The Number One Source of Hacker Attacks Is Some One You Know
Yeah, it’s not some 15-year-old in Bora Bora trying to access your MySpace account. The most likely threat is an angry business partner or sub-contractor or, sad to say, a spouse, a kid or your friendly Uncle Bob who comes over every Saturday to balance accounts.

Cures: Limit access to your business computer. It should not be a part of the home computer network. It should be a separate and distinct work station, password protected, off limits to anyone.

Bulk up your passwords, especially when keeping those who know you out. Forget Fluffy 909. An irate spouse’ll figure cat + birthday = password. Use signs, symbols and numbers to create passwords that can’t be defeated by someone you know.

Then There are the War Drivers, War Chalkers, Viruses, Worms, Trojan Horses, Key Logger Software and Zombie Computer Armies.

War drivers cruise industrial parks looking for leakage from an office network. All they need is a laptop, an antenna and networking software and they become a part of the office gang.

And all of that other nasty hacker-crap is out there. What can you do?

Protect your work station data and back it up automatically with an outboard hard drive.

Use a reputable host who maintains multiple layers of security hardware and software. Ask about access to the server room, ask where the servers are located and ask about on-site security. You can get good shared hosting for about $7.00 a month so we’re not talking breaking the bank, here.

Scan everything.
As an online entrepreneur, your inbox is filled every morning with every thing from the 14th penis enlargement spam this week to actual emails from customers and clients. Separating legitimate email from hacker missives isn’t always easy. However, any good email system will scan incoming, but if you have doubts, perform a separate scan on a piece of email before opening.

Use SSL Encryption
First, no savvy computer buyer is going to place an order if the little ‘s’ in ‘https’ is missing from the address bar of a site, and those that do jeopardize their identify, credit and your business

Maintain Your System Security
You don’t have to pay a bunch for site security software – good stuff. There’s even some OSS out there that professionals use. However, none of this software is going to do any good if it’s data and hasn’t been patched in three years

New bugs, viruses, scams and schemes are unleashed upon our sorry selves and there is no web police. It’s the wild, wild web.

Here’s what you want:

server side security and lots of it

SSL certification if you’re transmitting personal information.
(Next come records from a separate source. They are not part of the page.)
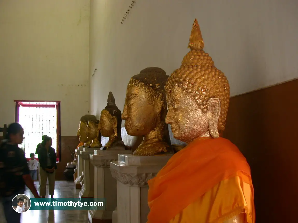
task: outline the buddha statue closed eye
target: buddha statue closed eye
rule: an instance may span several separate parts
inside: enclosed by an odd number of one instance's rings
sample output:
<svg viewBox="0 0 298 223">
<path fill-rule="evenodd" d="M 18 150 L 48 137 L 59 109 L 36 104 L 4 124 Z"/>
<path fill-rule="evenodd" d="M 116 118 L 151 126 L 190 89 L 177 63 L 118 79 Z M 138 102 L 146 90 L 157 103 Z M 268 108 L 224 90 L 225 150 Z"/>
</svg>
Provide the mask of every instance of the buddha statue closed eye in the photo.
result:
<svg viewBox="0 0 298 223">
<path fill-rule="evenodd" d="M 89 120 L 95 121 L 96 120 L 96 118 L 95 116 L 91 114 L 85 115 L 81 118 L 77 135 L 79 136 L 80 141 L 84 143 L 83 146 L 84 147 L 88 147 L 92 142 L 92 140 L 88 139 L 87 137 L 88 122 Z"/>
<path fill-rule="evenodd" d="M 128 134 L 142 136 L 134 155 L 173 152 L 168 125 L 164 86 L 169 76 L 159 67 L 148 67 L 129 81 L 122 118 Z"/>
<path fill-rule="evenodd" d="M 121 137 L 121 111 L 116 106 L 115 98 L 111 92 L 107 101 L 107 105 L 100 114 L 98 128 L 102 135 L 108 137 L 109 140 L 101 149 L 125 150 Z"/>
<path fill-rule="evenodd" d="M 89 120 L 87 126 L 87 138 L 92 142 L 89 147 L 90 148 L 101 148 L 103 146 L 100 142 L 101 134 L 98 128 L 99 120 Z"/>
</svg>

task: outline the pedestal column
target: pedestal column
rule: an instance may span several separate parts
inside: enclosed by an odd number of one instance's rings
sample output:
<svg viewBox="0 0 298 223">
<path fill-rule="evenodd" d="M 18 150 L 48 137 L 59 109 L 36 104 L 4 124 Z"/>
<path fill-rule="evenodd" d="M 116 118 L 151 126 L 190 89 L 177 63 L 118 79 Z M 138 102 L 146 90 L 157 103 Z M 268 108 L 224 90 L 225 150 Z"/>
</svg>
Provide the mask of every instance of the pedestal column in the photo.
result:
<svg viewBox="0 0 298 223">
<path fill-rule="evenodd" d="M 83 159 L 81 156 L 81 152 L 83 150 L 84 148 L 83 147 L 80 147 L 77 149 L 77 177 L 74 180 L 76 189 L 81 189 L 82 188 L 82 185 L 80 183 L 79 178 L 82 176 L 82 173 L 83 170 Z"/>
<path fill-rule="evenodd" d="M 117 183 L 112 176 L 110 164 L 118 160 L 119 154 L 130 152 L 124 150 L 94 150 L 94 154 L 90 155 L 94 167 L 94 198 L 105 199 L 105 210 L 88 211 L 88 218 L 91 223 L 111 223 L 113 212 L 117 206 Z"/>
<path fill-rule="evenodd" d="M 90 155 L 93 154 L 94 149 L 84 148 L 81 151 L 81 156 L 83 159 L 84 167 L 84 184 L 80 191 L 80 198 L 90 198 L 93 197 L 93 166 L 90 162 Z"/>
<path fill-rule="evenodd" d="M 117 181 L 118 223 L 147 222 L 150 211 L 147 182 L 171 156 L 119 155 L 118 161 L 111 162 L 112 175 Z"/>
</svg>

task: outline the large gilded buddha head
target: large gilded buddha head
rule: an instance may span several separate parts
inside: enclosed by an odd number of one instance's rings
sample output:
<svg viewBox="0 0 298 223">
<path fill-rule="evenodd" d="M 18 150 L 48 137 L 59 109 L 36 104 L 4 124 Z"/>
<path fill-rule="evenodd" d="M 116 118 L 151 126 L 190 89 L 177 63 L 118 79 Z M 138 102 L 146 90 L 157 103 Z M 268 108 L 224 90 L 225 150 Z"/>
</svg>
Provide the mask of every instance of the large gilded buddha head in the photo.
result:
<svg viewBox="0 0 298 223">
<path fill-rule="evenodd" d="M 153 156 L 172 151 L 164 122 L 164 86 L 168 77 L 161 68 L 148 67 L 128 82 L 122 117 L 129 135 L 143 137 L 134 155 Z"/>
<path fill-rule="evenodd" d="M 187 143 L 199 137 L 219 136 L 224 130 L 230 98 L 226 78 L 203 50 L 196 19 L 189 40 L 191 51 L 165 88 L 168 109 L 166 122 L 171 125 L 174 138 Z"/>
<path fill-rule="evenodd" d="M 96 120 L 96 117 L 95 116 L 91 114 L 85 115 L 82 116 L 80 120 L 77 135 L 79 136 L 79 139 L 80 142 L 84 143 L 84 147 L 89 146 L 92 142 L 91 139 L 89 139 L 87 137 L 88 123 L 90 120 L 95 121 Z"/>
<path fill-rule="evenodd" d="M 102 145 L 100 142 L 101 134 L 98 128 L 99 120 L 89 120 L 87 125 L 87 138 L 92 142 L 89 147 L 92 148 L 101 148 Z"/>
</svg>

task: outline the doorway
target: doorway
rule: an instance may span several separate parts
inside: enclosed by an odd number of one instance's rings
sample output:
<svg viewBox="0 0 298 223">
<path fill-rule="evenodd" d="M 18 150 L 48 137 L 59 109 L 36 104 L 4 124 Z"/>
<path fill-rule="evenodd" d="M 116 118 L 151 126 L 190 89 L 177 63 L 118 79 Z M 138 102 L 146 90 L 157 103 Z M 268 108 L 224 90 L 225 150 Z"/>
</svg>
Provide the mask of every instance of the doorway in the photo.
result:
<svg viewBox="0 0 298 223">
<path fill-rule="evenodd" d="M 60 102 L 15 102 L 15 121 L 24 128 L 24 140 L 19 147 L 24 150 L 26 158 L 35 153 L 36 146 L 42 141 L 42 136 L 46 135 L 52 138 L 57 161 L 60 161 Z"/>
</svg>

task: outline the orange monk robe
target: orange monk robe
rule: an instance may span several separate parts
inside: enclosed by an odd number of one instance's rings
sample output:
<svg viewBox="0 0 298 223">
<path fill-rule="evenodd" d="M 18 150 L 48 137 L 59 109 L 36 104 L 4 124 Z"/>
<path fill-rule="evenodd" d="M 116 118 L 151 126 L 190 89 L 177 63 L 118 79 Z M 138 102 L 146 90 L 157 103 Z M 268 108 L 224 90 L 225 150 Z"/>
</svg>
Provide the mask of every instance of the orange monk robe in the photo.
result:
<svg viewBox="0 0 298 223">
<path fill-rule="evenodd" d="M 148 223 L 221 223 L 240 214 L 255 222 L 249 167 L 223 138 L 194 140 L 148 184 Z"/>
</svg>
An automatic back up system, i.e. an outboard hard drive

Quality system security software that performs a daily scan in the background and produces a log for review. Keep log data to track attempts by hackers to breach security.
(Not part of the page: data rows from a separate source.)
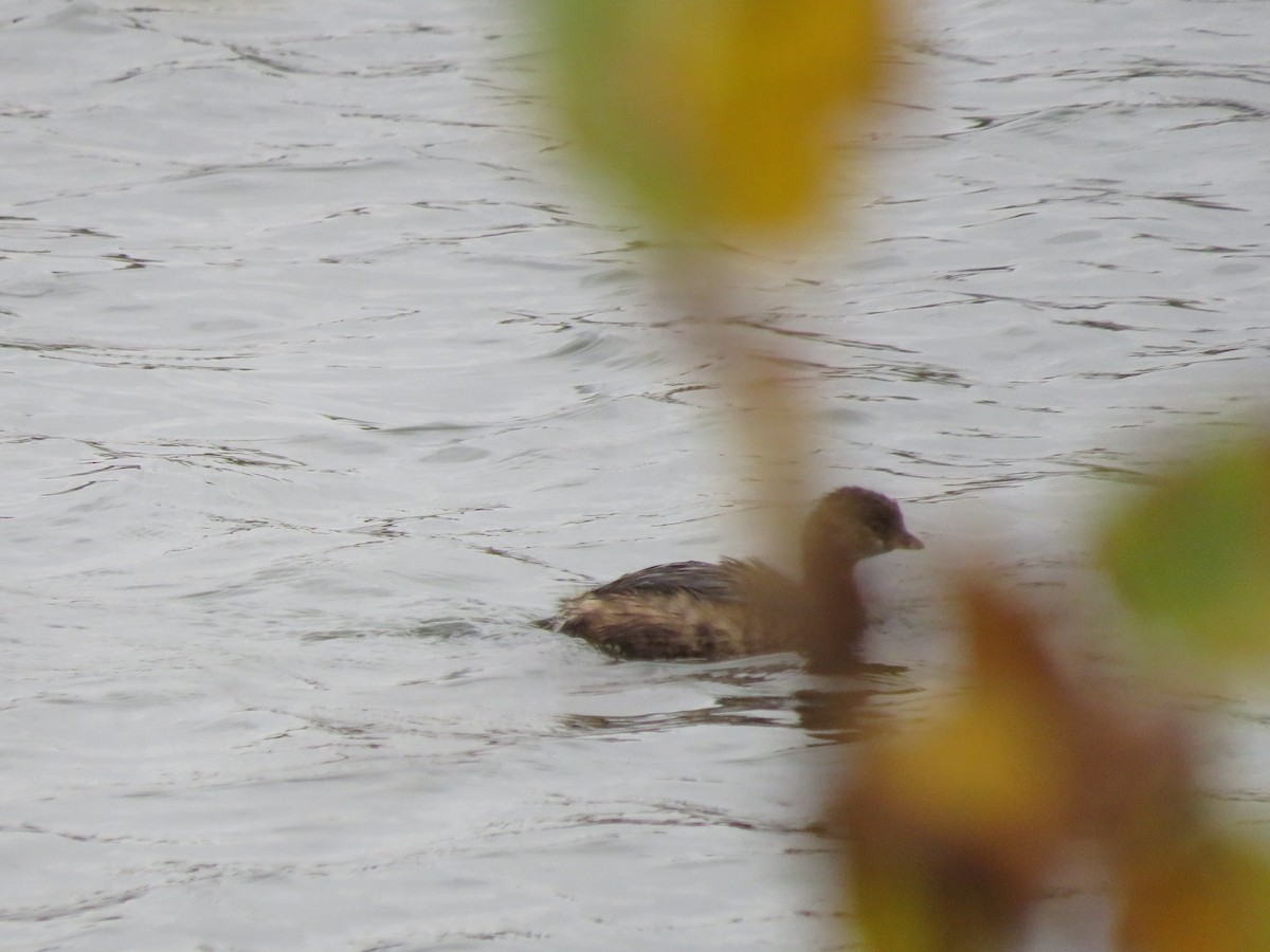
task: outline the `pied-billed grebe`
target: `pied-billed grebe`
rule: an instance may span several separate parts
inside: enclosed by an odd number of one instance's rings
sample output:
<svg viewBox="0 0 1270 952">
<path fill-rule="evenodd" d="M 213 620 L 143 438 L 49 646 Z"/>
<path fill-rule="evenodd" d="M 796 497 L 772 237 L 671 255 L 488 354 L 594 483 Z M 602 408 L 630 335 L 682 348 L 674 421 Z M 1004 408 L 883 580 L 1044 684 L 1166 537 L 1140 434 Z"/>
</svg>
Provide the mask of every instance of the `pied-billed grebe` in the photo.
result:
<svg viewBox="0 0 1270 952">
<path fill-rule="evenodd" d="M 800 651 L 813 670 L 841 671 L 856 660 L 865 627 L 856 562 L 922 547 L 893 499 L 845 486 L 808 517 L 801 584 L 757 559 L 654 565 L 564 599 L 547 625 L 618 658 Z"/>
</svg>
A separate system, distinct from a home or office network. A stand-alone impervious to ware drivers, war chalkers and other ne’er-do-wells.

A hands off policy if you work out of a home office.

Security scan software – software that equips you to scan individual documents for malware.

Passwords on steroids. Let ‘em break :q##s6gr))1!sz+++. Never gonna happen.

Finally, stay vigilant. You never know where a security breach will take place and there’s no 100% guarantee that you can make your business impregnable.

But you can sure make it hard on hackers who are more likely to move on to an open door than try to figure out your redundant layers of server- and system-side security.